В середине 1930-х Акинчиц писал о необходимости войны, которая «исправит» ситуацию в Европе и сделает ее более справедливой. 

«Но бояться военных беспорядков мы, белорусы, не должны, как не боится их тот, кому нечего терять. Война является фактически тем «регулятором», который направляет политическую жизнь народов, который разрушает стабилизированные несправедливости».

Владислав Козловский. Фото Wikimedia Commons

Азаренок также восхищается войной и публично говорит о том, что она открывает для Беларуси новые возможности. «Все покроется ядерным хрусталем», — пророчит Азаренок Европе. «Мы не особо расстроимся, когда Балтийское море разольется на все ваши воеводства. У нас зато наконец реально свои порты будут», — говорит он.

«Запад будет окукливаться, проседать, помирать, издыхать»,— слова Азаренка.

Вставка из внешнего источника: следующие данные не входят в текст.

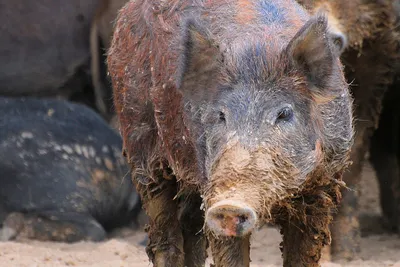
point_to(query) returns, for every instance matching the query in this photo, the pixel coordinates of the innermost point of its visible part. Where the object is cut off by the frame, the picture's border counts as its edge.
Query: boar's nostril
(231, 218)
(219, 216)
(242, 219)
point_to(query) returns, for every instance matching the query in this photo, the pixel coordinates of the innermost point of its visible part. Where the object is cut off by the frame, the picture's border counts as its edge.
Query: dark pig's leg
(165, 247)
(230, 251)
(52, 226)
(345, 227)
(195, 242)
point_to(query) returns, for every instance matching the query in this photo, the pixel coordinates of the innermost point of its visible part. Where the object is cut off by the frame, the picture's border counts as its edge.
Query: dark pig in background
(233, 114)
(63, 176)
(45, 48)
(369, 34)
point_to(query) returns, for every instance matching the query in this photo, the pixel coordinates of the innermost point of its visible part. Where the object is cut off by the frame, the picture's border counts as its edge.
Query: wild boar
(233, 114)
(370, 55)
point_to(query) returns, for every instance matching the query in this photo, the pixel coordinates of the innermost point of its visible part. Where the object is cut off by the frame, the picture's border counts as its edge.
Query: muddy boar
(45, 50)
(233, 114)
(370, 55)
(63, 176)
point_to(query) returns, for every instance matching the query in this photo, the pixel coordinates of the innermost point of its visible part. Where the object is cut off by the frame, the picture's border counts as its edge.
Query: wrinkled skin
(240, 106)
(370, 56)
(100, 38)
(63, 177)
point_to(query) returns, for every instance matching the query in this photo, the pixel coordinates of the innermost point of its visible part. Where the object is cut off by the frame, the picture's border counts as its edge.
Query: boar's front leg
(230, 251)
(192, 221)
(165, 247)
(306, 232)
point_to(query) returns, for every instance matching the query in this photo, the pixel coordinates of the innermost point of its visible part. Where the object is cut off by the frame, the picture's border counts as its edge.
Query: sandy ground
(124, 249)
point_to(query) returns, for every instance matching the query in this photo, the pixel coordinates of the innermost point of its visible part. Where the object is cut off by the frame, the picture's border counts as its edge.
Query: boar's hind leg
(52, 226)
(230, 251)
(195, 242)
(165, 247)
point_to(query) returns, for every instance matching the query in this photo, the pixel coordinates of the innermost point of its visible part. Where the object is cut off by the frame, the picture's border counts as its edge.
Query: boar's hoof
(231, 218)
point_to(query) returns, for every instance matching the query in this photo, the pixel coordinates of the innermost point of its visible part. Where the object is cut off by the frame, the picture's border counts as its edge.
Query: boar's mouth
(244, 186)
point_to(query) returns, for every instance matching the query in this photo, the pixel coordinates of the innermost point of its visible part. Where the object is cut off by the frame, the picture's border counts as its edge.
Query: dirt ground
(124, 249)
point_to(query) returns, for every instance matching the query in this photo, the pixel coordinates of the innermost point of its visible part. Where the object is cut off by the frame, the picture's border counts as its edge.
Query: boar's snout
(231, 218)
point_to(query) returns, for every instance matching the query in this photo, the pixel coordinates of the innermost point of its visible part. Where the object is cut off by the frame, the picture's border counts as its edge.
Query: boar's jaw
(231, 218)
(257, 180)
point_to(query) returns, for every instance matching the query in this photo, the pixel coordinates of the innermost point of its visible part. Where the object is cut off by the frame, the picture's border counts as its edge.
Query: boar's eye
(285, 114)
(221, 116)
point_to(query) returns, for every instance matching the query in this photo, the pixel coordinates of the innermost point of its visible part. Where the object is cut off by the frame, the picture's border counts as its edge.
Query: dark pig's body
(63, 177)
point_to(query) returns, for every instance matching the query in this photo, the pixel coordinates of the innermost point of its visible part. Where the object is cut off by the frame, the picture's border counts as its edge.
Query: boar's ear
(198, 61)
(311, 52)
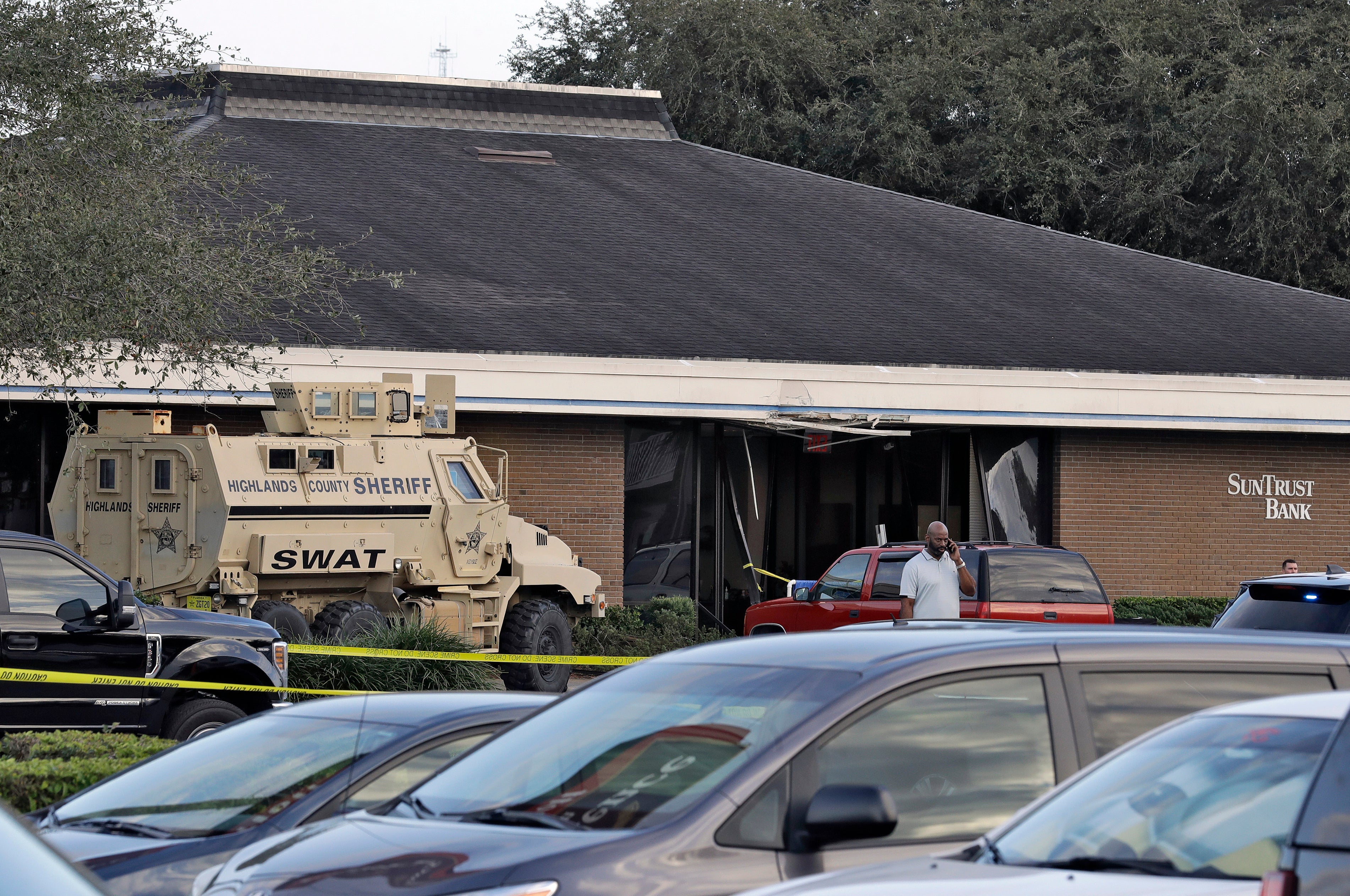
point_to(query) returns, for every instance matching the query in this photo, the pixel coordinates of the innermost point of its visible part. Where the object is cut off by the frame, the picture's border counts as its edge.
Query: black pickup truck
(59, 613)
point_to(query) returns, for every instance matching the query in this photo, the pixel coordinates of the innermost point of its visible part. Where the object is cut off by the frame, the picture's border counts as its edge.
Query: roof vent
(526, 157)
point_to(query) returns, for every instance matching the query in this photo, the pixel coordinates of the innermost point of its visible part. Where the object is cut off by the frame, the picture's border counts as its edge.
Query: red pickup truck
(1032, 583)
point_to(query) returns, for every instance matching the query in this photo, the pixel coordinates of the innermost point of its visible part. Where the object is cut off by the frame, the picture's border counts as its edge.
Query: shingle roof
(659, 248)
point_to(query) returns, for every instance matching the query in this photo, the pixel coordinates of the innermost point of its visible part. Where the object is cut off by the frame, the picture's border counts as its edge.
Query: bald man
(935, 579)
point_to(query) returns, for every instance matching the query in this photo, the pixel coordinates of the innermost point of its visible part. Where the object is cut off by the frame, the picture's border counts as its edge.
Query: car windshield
(1275, 609)
(233, 779)
(632, 750)
(1214, 797)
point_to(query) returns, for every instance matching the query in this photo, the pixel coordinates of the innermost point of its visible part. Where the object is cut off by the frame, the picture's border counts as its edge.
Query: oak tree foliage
(1206, 130)
(127, 242)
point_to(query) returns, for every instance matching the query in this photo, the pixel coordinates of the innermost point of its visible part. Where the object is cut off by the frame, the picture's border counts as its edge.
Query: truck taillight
(1280, 884)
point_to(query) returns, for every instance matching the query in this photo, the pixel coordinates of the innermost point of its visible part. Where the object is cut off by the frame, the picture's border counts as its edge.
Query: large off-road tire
(344, 620)
(199, 717)
(288, 621)
(537, 627)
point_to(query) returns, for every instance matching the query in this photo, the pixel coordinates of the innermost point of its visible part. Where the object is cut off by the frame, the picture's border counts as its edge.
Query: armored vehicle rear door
(49, 621)
(165, 540)
(473, 519)
(109, 531)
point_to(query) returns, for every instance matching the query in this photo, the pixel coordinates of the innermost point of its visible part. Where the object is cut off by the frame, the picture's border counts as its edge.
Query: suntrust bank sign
(1272, 490)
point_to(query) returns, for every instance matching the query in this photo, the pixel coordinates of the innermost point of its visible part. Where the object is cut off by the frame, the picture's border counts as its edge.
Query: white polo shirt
(935, 585)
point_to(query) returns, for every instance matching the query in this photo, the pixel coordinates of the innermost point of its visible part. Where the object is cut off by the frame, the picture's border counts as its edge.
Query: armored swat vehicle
(357, 509)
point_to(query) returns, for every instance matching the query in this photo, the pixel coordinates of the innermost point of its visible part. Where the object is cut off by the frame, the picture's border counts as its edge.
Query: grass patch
(38, 768)
(364, 674)
(1194, 612)
(661, 625)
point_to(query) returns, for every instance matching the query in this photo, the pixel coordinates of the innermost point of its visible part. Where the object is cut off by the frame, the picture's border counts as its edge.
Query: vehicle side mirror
(124, 614)
(850, 812)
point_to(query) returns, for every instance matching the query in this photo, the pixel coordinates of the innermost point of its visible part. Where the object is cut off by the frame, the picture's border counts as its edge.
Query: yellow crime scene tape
(468, 658)
(41, 676)
(750, 566)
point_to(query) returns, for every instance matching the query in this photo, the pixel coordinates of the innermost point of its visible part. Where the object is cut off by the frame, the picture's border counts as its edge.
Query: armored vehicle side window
(41, 582)
(164, 474)
(462, 481)
(107, 474)
(326, 404)
(362, 404)
(400, 406)
(281, 459)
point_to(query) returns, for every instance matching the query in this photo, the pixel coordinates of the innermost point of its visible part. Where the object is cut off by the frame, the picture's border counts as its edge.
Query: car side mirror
(850, 812)
(124, 614)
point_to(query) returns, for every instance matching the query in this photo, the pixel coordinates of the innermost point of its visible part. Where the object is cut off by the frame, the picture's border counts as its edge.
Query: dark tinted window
(677, 573)
(41, 582)
(1125, 705)
(886, 586)
(1326, 821)
(281, 459)
(644, 566)
(844, 581)
(957, 759)
(1276, 610)
(1043, 575)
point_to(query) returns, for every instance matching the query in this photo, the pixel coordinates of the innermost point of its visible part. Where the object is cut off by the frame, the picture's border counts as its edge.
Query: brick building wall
(566, 473)
(1153, 515)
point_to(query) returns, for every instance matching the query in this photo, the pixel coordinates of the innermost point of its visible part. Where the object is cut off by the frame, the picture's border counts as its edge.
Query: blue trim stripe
(677, 408)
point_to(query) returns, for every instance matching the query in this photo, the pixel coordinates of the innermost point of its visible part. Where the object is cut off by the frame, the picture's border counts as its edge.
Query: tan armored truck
(358, 508)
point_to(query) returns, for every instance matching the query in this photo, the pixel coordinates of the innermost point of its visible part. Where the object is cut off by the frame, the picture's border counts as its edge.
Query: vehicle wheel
(537, 627)
(344, 620)
(288, 621)
(199, 717)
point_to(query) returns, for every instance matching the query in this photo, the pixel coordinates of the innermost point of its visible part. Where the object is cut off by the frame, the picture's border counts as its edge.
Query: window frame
(805, 775)
(1082, 718)
(154, 473)
(89, 571)
(334, 803)
(117, 474)
(469, 469)
(335, 406)
(353, 404)
(292, 469)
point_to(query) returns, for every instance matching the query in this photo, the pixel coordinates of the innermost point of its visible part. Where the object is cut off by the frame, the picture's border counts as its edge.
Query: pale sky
(393, 37)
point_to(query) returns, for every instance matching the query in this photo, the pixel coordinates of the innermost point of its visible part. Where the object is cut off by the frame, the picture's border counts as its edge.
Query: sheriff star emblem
(166, 537)
(474, 540)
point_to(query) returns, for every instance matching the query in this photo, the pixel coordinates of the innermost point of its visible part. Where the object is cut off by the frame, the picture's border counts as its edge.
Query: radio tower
(443, 55)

«Мы переживаем эпоху издыхания капитализма в Европе: пройдет еще одна буря с грозой, и он сам из-за себя развалится», — писал в 1935-м Фабиан Акинчиц, призывая отбирать у евреев имущество.

«Вот есть у нас нобелевка… Почему в ее квартире … Вот! На военно-патриотические клубы, силовикам надо отдать. Чего мы стесняемся, я не понимаю?» призывает конфисковать квартиру Светланы Алексиевич Азаренок.

Акинчиц особенно разошелся во время немецкой оккупации. Это по его доносу был расстрелян ксендз Винцент Годлевский

В конце концов 57-летнего Акинчица в марте 1943 года убил в квартире Владислава Козловского подпольщик. В ноябре того же года в редакции «Белорусской газеты» застрелят и самого Владислава Козловского. Так закончилась жизнь тех, кто сами годами призывали к уничтожению «врагов».

Акинчиц похоронен где-то на Военном, а Козловский — на Кальварийском кладбище, но никто не знает, где они там лежат, память о них стерлась.

Когда сравниваешь то время и наше, бросается в глаза, насколько мало тех, кто выслуживался и доносил. Люди жили, приспосабливались, выживали, порою шли на компромиссы. Но таких, как выше перечисленные, и тогда, и сейчас были единицы.